Didi Chuxing’s case is not isolated: Many of China’s top startup companies have solid user bases and revenue streams, and some are profitable, notes Lin of AppWorks. He is dismissive of speculation about a tech startup bubble in the world’s second-largest economy.
“The situation in China now is completely different from conditions prior to the dot-com crash,” he says, referencing the infamous collapse of tech stocks in the early 2000s that wiped out over $5 trillion in market capitalization between March 2000 and October 2002. “There will be price corrections in the valuations of Chinese startups, but the risks are only borne by the companies and private institutional investors. The public isn’t involved.”
Critically, heavyweights in the global investment community remain sanguine about Chinese tech startups. In mid-July, veteran Silicon Valley investor Jim Breyer—known for his early investment in Facebook—and Chinese firm IDG Capital Partners announced they had raised a massive $1 billion VC fund in China, defying concerns about an overheated market. The new fund will invest in a number of industries such as technology, media, health care and energy.
According to data compiled by Dow Jones LP, the fund is the largest China investment fund backed by Breyer and IDG to date. Their investment collaboration in China dates back to 2005 and comprises seven funds including the most recent one. Accel Partners, Breyer’s former firm, collaborated with IDG on the first five funds, while the more recent two are between his new firm, Breyer Capital, and IDG.
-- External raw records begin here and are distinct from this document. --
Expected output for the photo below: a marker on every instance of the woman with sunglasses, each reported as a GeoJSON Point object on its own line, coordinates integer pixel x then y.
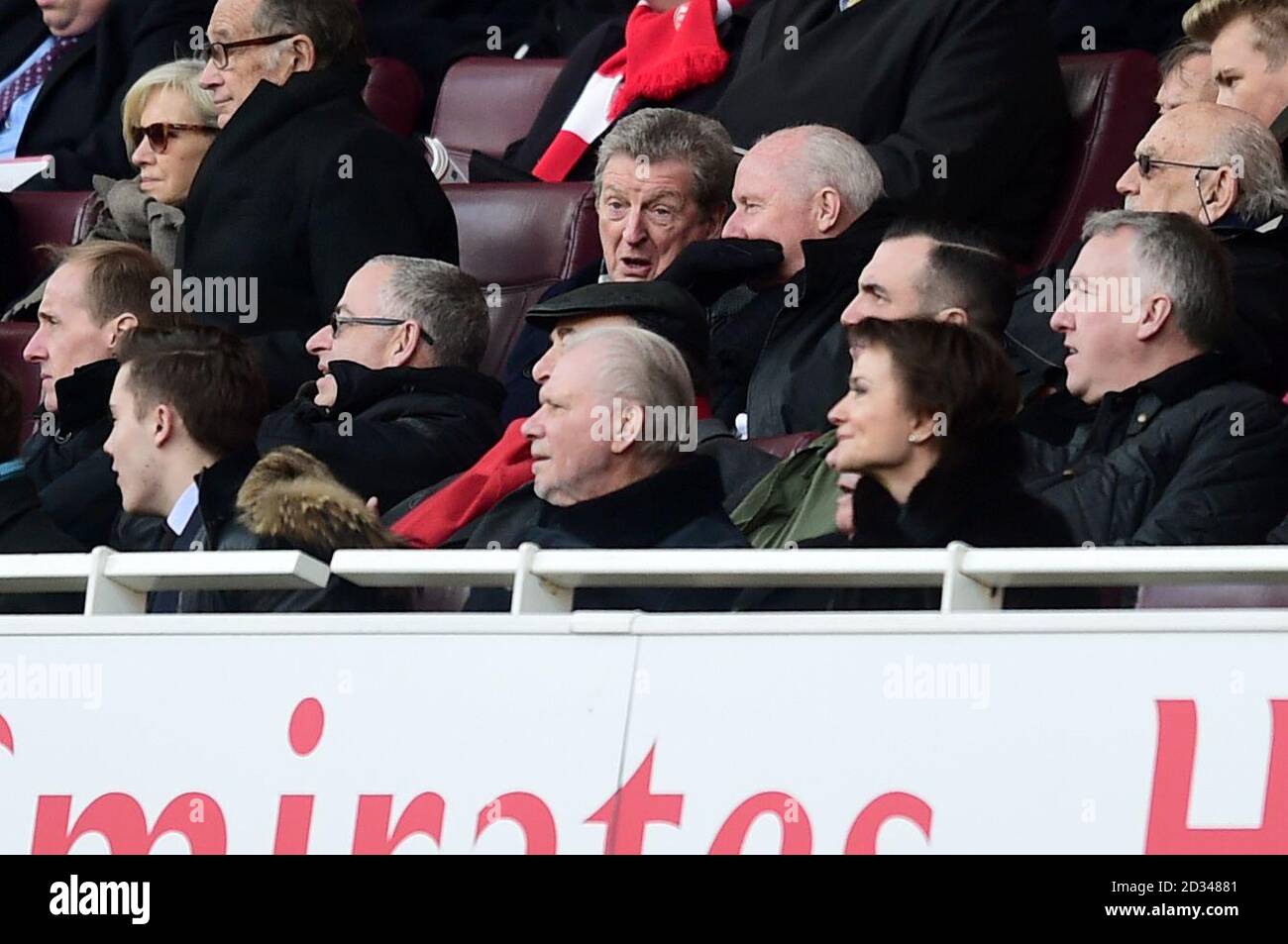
{"type": "Point", "coordinates": [168, 125]}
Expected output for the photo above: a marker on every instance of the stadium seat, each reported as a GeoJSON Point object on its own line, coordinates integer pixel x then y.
{"type": "Point", "coordinates": [1212, 596]}
{"type": "Point", "coordinates": [785, 446]}
{"type": "Point", "coordinates": [1112, 101]}
{"type": "Point", "coordinates": [56, 218]}
{"type": "Point", "coordinates": [507, 91]}
{"type": "Point", "coordinates": [13, 338]}
{"type": "Point", "coordinates": [394, 94]}
{"type": "Point", "coordinates": [518, 240]}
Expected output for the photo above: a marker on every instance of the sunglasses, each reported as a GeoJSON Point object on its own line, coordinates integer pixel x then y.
{"type": "Point", "coordinates": [159, 134]}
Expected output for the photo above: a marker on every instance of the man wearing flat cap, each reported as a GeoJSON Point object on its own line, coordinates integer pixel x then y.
{"type": "Point", "coordinates": [446, 515]}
In a statement, Breyer expressed admiration for “the caliber, creativity and drive of Chinese entrepreneurs working across a range of industries.” He added: “China continues to represent tremendous long-term investment opportunities, particularly in companies applying machine-learning and artificial intelligence to revolutionize a multitude of industries, including financial services, healthcare, and social media, to name just a few.”
Is he correct? To a certain degree, says Lin of AppWorks. “The China startup scene has reached late summer,” he says. “The heat has peaked, but the days are still warm.”